In mathematics, one way to numerically (as opposed to algebraically) find a zero of a function f(x) is to use what amounts to binary search. To start, we need to know two values, x0 and x1, with x0<x1, where f(x0) and f(x1) have different signs (so one is positive and the other is negative). Hence, by the Intermediate Value Theorem, we know there is some value x in the range [x0,x1] such that f(x)=0. It is that value of x that we are seeking. How? First, try the value xmid, which is the midpoint between x0 and x1. If f(xmid) is exactly 0, we are done! Otherwise, we can divide our range in half as such: if f(xmid) and f(x0) are the same sign, use the range [xmid, x1]. Otherwise, f(xmid) and f(x1) must share the same sign, so use the range [x0, xmid]. We repeat this in a loop until x0 and x1 are within some suitably small epsilon.

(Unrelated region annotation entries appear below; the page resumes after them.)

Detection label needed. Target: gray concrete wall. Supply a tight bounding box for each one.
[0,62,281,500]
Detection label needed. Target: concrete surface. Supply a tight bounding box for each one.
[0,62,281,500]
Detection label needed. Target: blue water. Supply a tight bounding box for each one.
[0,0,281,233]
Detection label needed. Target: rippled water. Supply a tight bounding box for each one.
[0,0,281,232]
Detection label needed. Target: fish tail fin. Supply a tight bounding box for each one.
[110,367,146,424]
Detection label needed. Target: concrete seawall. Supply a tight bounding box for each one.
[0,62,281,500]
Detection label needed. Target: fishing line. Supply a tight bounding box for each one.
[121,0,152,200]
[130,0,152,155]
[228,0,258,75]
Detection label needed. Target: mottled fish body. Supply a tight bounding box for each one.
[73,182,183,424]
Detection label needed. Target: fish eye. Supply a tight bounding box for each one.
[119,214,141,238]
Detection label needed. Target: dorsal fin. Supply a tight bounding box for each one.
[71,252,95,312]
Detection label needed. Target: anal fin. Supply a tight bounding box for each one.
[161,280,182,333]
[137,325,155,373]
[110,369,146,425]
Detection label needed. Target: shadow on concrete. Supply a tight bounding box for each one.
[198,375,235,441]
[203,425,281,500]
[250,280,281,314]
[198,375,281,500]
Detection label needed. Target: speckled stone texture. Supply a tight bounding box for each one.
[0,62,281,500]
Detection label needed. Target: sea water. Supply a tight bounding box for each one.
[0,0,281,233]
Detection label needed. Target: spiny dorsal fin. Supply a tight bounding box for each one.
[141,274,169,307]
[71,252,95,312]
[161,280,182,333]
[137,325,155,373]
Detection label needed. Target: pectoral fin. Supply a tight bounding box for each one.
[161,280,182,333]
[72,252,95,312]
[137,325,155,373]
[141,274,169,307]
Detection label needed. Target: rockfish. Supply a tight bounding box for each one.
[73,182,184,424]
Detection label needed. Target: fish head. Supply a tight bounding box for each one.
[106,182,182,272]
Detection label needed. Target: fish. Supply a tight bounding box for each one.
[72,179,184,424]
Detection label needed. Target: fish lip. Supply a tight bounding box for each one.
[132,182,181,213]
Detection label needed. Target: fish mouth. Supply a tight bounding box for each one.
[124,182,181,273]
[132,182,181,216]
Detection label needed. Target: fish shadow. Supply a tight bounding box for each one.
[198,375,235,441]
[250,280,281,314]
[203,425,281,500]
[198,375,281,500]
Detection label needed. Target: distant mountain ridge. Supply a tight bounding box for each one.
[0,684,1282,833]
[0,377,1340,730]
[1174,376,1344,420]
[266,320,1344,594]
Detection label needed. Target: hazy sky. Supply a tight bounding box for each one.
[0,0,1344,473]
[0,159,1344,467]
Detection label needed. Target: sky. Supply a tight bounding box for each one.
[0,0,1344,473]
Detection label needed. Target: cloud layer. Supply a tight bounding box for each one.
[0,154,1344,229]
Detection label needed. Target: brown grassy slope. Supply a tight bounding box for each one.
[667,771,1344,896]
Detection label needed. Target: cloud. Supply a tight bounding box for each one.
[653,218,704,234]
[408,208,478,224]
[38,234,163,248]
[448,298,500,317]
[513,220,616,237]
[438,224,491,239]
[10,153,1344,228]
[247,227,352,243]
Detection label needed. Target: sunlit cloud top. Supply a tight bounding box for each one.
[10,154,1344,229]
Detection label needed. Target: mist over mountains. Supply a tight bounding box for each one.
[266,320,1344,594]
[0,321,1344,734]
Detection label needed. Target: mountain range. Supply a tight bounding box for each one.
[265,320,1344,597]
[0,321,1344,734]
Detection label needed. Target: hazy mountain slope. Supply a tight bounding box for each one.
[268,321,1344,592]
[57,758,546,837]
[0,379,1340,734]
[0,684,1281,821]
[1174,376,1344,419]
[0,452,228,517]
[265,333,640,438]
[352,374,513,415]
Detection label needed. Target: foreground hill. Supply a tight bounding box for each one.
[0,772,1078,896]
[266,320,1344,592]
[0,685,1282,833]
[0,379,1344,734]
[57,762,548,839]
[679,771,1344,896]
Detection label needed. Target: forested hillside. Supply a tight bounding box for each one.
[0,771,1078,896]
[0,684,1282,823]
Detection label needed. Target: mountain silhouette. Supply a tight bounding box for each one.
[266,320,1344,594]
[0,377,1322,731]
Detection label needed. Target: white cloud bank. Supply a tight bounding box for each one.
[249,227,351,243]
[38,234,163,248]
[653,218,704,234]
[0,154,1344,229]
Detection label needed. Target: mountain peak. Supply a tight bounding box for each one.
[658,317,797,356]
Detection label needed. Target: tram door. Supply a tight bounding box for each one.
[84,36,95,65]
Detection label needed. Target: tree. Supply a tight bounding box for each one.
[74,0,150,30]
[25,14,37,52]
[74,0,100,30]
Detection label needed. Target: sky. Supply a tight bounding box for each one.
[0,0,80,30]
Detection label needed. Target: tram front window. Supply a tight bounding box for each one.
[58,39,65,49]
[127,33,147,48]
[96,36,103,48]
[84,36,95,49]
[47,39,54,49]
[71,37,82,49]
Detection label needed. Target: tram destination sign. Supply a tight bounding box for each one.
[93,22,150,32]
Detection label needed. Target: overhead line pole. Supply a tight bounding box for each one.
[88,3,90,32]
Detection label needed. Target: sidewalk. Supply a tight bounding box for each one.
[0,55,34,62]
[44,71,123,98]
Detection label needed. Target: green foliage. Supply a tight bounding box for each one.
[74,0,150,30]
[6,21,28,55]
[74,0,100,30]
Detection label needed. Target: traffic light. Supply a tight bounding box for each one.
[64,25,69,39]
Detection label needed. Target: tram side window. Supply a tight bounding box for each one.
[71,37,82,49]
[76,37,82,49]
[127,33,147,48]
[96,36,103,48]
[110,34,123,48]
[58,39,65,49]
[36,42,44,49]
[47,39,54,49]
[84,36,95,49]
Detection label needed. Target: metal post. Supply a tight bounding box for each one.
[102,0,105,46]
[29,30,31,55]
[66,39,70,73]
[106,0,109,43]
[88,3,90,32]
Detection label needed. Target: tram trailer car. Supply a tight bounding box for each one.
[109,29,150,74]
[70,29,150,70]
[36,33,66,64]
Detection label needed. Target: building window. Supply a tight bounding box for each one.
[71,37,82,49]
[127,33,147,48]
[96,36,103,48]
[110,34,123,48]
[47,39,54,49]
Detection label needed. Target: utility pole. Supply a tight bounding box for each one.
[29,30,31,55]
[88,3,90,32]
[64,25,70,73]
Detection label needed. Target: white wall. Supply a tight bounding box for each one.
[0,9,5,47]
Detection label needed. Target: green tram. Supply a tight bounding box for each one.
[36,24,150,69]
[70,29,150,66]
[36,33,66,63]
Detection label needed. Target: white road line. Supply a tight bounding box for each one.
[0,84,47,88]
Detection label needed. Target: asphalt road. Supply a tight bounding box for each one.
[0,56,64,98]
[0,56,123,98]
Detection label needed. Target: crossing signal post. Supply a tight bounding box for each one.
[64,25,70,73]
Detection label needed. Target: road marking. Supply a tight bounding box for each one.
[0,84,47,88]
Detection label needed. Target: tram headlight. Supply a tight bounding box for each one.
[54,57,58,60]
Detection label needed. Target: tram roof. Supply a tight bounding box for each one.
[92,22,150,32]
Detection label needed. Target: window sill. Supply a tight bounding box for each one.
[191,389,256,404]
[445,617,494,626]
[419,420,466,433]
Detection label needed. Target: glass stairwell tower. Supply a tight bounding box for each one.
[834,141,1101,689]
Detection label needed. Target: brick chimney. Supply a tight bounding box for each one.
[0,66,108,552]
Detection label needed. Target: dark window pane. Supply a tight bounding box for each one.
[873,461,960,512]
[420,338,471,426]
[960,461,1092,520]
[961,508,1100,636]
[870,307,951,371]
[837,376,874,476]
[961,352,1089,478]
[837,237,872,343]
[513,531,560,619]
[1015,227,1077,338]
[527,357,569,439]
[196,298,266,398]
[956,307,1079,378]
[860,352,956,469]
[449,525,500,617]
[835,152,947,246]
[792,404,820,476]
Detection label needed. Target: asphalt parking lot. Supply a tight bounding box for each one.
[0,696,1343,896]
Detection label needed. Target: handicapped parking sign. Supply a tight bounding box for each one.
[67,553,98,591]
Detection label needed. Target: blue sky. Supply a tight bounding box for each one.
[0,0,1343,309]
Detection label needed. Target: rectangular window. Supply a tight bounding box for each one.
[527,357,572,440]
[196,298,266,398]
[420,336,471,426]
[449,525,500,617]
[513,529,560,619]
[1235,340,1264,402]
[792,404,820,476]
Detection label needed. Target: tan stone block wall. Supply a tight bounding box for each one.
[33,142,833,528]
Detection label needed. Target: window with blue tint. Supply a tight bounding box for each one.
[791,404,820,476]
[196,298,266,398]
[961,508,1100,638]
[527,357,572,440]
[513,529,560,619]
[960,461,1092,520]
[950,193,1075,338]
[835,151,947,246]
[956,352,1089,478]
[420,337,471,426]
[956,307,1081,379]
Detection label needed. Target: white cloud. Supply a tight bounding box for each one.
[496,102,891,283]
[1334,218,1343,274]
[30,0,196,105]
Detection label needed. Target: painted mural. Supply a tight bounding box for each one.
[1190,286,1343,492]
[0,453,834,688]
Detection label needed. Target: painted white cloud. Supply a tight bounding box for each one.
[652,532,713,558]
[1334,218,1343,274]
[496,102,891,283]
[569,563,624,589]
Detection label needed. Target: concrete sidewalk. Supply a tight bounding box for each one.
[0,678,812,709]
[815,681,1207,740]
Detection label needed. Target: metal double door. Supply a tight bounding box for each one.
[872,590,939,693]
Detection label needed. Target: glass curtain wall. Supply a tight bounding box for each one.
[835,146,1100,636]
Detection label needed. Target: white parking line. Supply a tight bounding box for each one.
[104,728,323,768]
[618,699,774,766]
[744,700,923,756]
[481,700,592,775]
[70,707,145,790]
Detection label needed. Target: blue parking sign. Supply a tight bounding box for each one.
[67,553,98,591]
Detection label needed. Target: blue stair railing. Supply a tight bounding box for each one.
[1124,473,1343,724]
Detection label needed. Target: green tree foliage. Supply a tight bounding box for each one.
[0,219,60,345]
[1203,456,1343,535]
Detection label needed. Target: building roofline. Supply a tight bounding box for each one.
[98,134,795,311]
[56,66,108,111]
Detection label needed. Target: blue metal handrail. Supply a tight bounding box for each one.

With this in mind, write the function findZeroWithBisection that takes a function f, a float x0, a float x1, and a float epsilon, and returns an approximate value x in [x0,x1] where f(x) is approximately zero. Your function should stop when x0 and x1 are within epsilon, and at that time should return the midpoint of that range. Note that if it is not true that exactly one of f(x0) and f(x1) is negative, your function should return the Python value None, signifying that the bisection method cannot be used on the given range.
Let's see this in action! First, we'll use it to approximate the square root of 2 without the ** operator:
print "use bisection to approximate sqrt(2):"
def f1(x): return x*x - 2 # root at x=sqrt(2)
x = findZeroWithBisection(f1, 0, 2, 0.000000001)
print " x =", x # prints x = 1.41421356192
print " check: x**2 =", (x*x) # prints check: x**2 = 1.99999999871 (really close!)
Next, let's use it to approximate phi (the golden ratio), without using the closed-form solution ((1 + sqrt(5))/2), instead using the interesting property of phi that adding one to it is the same as squaring it. That is, ((phi + 1) == phi**2). How do use that? Simple, convert it into an equation equal to 0: phi**2 - (phi + 1) == 0. Now we're set! (Of course, we could just use the Quadratic Formula here, but it's more interesting to use bisection, now that we have it!).
print "use bisection to approximate phi (the golden ratio):"
def f2(x): return x**2 - (x + 1) # root at x=phi
x = findZeroWithBisection(f2, 0, 2, 0.000000001)
print " x =", x # prints x = 1.61803398887
phi = (1 + 5**0.5)/2 # the actual value (to within Python's floating point accuracy)
print " check: x/phi =", (x/phi) # prints check: check: x/phi = 1.00000000007 (nice!)
The previous two examples are nice, but simpler techniques than bisection would have worked as well. So let's solve a problem that would be hard to solve without bisection (or some other numeric approximation algorithm). Specifically, find a number x such that x5 == 2x:
print "use bisection to approximate x where x**5 == 2**x"
def f3(x): return x**5 - 2**x # f(1)<0, f(2)>0
x = findZeroWithBisection(f3, 1, 2, 0.000000001)
print " x =", x # prints x = 1.17727855081
print " check: x**5 - 2**x =", (x**5 - 2**x) # prints check: x**5 - 2**x = 3.63570817896e-09 (great!)
Hopefully this bisection excursion helps you appreciate the awesome computational power that about 10 lines of Python can have!
Note: For this problem only: as with hw2's bonus graphics problem, this will be graded only in person on Tuesday or Wednesday night at office hours.
Below the #ignore_rest line in hw3.py, write the function drawKeplerPolygon(canvas, cx, cy, r), that draws the image in this picture so that it just fits inside a circle of radius r centered at (cx, cy):
You can also include code that displays a window and draws this picture in that window. Just be sure all that code is below the #ignore_rest line, or it will confuse the autograder.